C’est durant cet hiver permanent de 2095 que la mer monta. Elle monta sans s'arrêter. Elle montait régulièrement depuis quelques années , centimètres par centimètres, redessinant le littoral de continents entiers, mais là, sur la zone géographique correspondant à la mer du Nord, pour des raisons encore inconnues, l'eau monta en un mois de neuf mètres de haut.

La Hollande disparu. Les deux tiers du Danemark également. Les réfugiés suppliaient à deux genoux principalement l'Allemagne et l'Autriche d'ouvrir leurs frontières. Les frontières ouvraient. Puis se fermaient. Puis ré-ouvraient. Aux marges de ce ballet cynique, on retrouvait des dizaines, des centaines puis des milliers de corps gelés, les mains figées sur les grillages des postes frontières, sur les routes, sous les ponts, dans des tentes de fortunes. Des familles, des villes entières. On ne peut rien contre la mer.
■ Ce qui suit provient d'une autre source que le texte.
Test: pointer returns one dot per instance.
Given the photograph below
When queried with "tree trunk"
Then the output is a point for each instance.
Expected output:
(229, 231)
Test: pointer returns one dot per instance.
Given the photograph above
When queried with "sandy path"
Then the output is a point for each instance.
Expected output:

Personne, aucun état, aucune fortune ne put changer cet état de fait.



En France, le 27 novembre, à sept heures trente six du matin, les digues de protection de la centrale nucléaire de Flamanville cédèrent. Vingt huit heures plus tard, ce furent celles des centrales de Paluel, puis encore après celles de Gravelines, et enfin, deux jours plus tard, malgré tout le renfort technique possible, celles du site nucléaire de Penly. Vingt- cinq réacteurs nucléaires en fusion, séparés les uns des autres par moins de deux cent kilomètres.
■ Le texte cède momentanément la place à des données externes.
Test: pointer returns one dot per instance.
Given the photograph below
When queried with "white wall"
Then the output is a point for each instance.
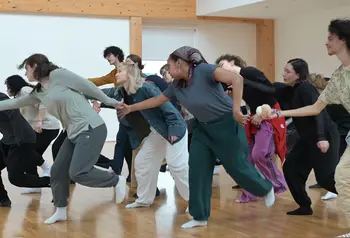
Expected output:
(216, 38)
(70, 42)
(304, 36)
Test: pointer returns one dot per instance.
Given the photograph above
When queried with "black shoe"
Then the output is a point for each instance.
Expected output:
(315, 186)
(5, 203)
(163, 168)
(157, 194)
(301, 211)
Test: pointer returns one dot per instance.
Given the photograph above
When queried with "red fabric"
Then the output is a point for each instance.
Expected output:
(279, 135)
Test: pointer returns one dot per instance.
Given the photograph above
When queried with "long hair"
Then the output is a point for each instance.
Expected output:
(318, 81)
(15, 83)
(300, 67)
(43, 67)
(135, 79)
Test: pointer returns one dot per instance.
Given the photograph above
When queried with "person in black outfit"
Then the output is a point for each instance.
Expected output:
(318, 144)
(338, 114)
(18, 153)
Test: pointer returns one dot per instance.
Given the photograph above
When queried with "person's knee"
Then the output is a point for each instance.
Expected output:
(341, 177)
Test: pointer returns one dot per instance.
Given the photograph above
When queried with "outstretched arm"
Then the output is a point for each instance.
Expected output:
(8, 104)
(80, 84)
(150, 103)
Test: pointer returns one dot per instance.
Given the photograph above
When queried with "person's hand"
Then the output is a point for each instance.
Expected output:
(323, 145)
(38, 126)
(123, 109)
(256, 120)
(238, 115)
(173, 138)
(96, 106)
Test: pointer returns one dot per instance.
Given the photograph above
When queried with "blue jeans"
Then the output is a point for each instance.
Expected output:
(122, 149)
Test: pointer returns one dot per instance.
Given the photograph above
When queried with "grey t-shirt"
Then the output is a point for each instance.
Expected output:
(64, 99)
(205, 98)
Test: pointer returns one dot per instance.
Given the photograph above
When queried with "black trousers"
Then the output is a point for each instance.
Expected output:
(21, 163)
(305, 156)
(43, 141)
(103, 161)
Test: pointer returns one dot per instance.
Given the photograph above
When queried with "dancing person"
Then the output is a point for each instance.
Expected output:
(45, 125)
(216, 134)
(62, 93)
(159, 133)
(102, 161)
(159, 82)
(189, 118)
(18, 152)
(336, 92)
(338, 114)
(265, 137)
(122, 149)
(318, 144)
L'ampleur de la catastrophe pétrifia tout le monde : les journaux, les hommes au pouvoir, la population elle même qui, durant les premières quarante huit heures, ne su que faire et ne fit presque rien. Les réacteurs éventrés, les immenses structures en béton distendues par la mer, presque déjà élimées par le sel, tout avait un aspect irréel au milieu des paysages gris et vides, des plages recouvertes de glace. Comme une sorte de vision morbide et désespérée de l'avenir du monde.
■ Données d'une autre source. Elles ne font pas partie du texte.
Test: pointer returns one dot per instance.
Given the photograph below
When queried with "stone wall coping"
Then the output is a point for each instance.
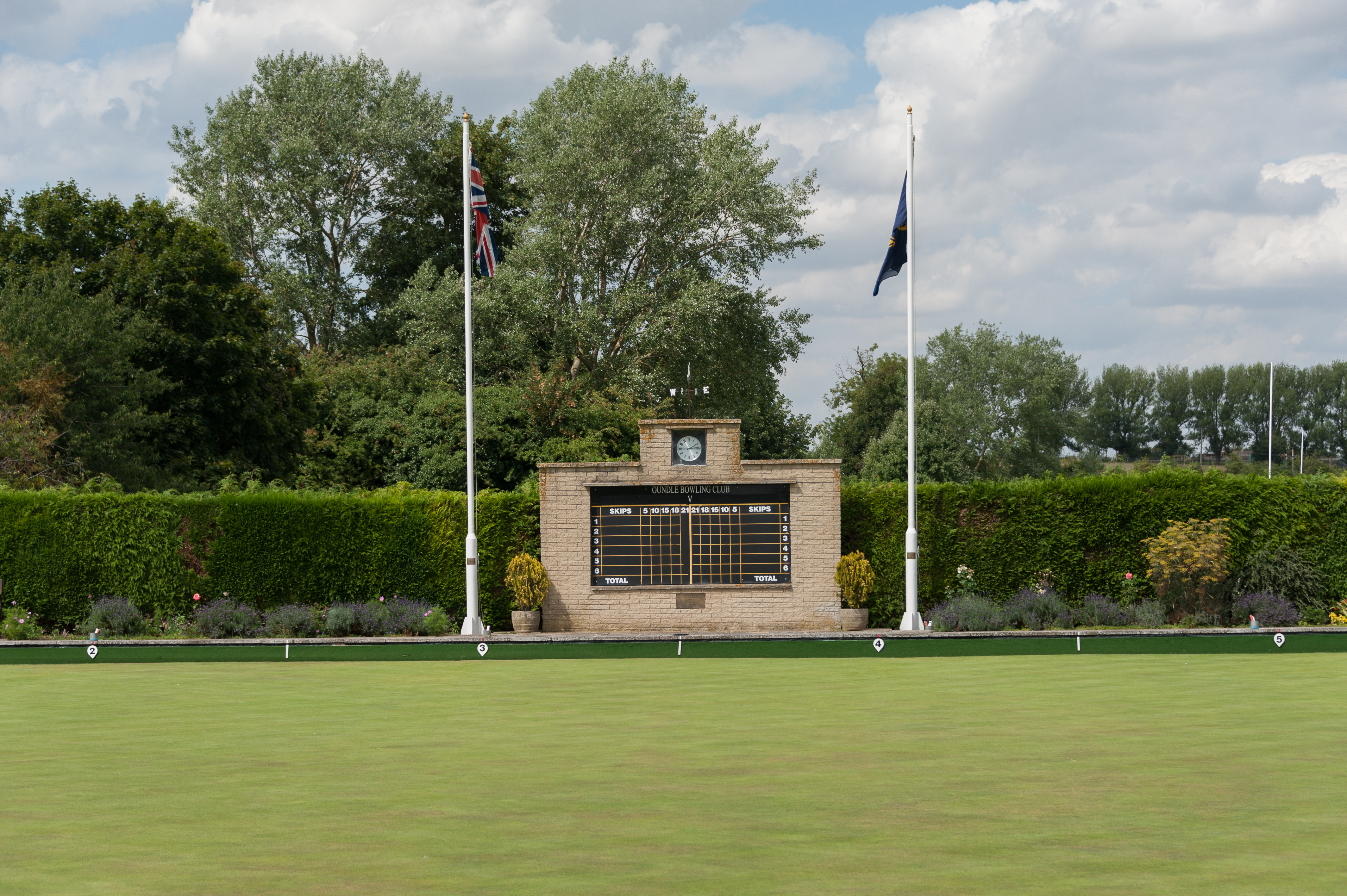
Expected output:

Plus de quatre cent kilomètres de littoral irradiés en moins de trois jours.

Trois millions de personnes moururent, consumés par le fléau invisible et définitif de la peste radioactive.


Le troisième jour, au milieu des pleurs et des tentatives de réponses, un homme du gouvernement s'imposa et prit les commandes de la catastrophe. Un homme controversé, certes auréolé de la gloire de son père, mais aussi connu pour sa capacité à tailler dans le vif de la réalité comme un boucher précis et souvent trop efficace. Aristide Deviaux, quarante trois ans, était alors ministre à la Sûreté de l’État. Il pilotait adroitement cette énorme structure, récemment constituée, qui unissait en son sein la défense extérieure, l'armée, et la défense intérieure, la police. Ce Super Ministère était le résultat de dix ans de négociations partisanes, de manœuvres savantes avec le ministère des affaires étrangères et d'unions politiques plus ou moins contre-nature. Aux commandes, Deviaux n'était pas un tendre. Mais dans les circonstances de la crise nucléaire, tous les médias s'entendirent pour en faire l'Homme, le seul, de la Situation. Il prit alors une décision radicale et terrible. Il isola le quart nord ouest du pays et commença la mise en place de l'opération « Protection Zone zéro », qui fut la mère de l'opération titanesque « Mur contre la Zone zéro ». Il fit évacuer une zone géographique immense, toute celle entourant la zone littorale irradiée. Les civils devaient se soumettre à un examen de contrôle de radioactivité pour pouvoir être déplacés. Les irradiés durent rester. On murmurait que les contrôles se faisaient sans compteurs geiger, de façon aléatoire, juste pour fournir des chiffres. Quatre millions de personnes furent évacuées vers le sud et l'est. Trois millions restèrent sur place, braquées par les forces armées de Deviaux qui tiraient sur les « irradiés » qui tentaient de rejoindre la zone saine. Pourquoi soigner des condamnés? Pourquoi conserver sous nos yeux les horreurs de la peste nucléaire ? Deviaux et ses économistes affirmaient, des larmes retenues aux coins de leurs yeux, que les traiter ou le tenter n'aurait eu d'autre effet que de perdre le peu de ressources économiques qui restaient au pays. Il conçu, en quelques mois, le projet ahurissant et titanesque du Mur. Une sorte de projet impossible et fou. Le Mur condamnait l'accès à un quart du territoire. Il condamna trois millions de personnes à mourir des radiations, de froid ou de faim. Des trois. La Zone Zéro ne fut jamais ravitaillée. Personne ne devait pouvoir s'y rendre et personne ne put en sortir. Les côtes seules restaient accessibles. Deviaux fit bombarder les ports.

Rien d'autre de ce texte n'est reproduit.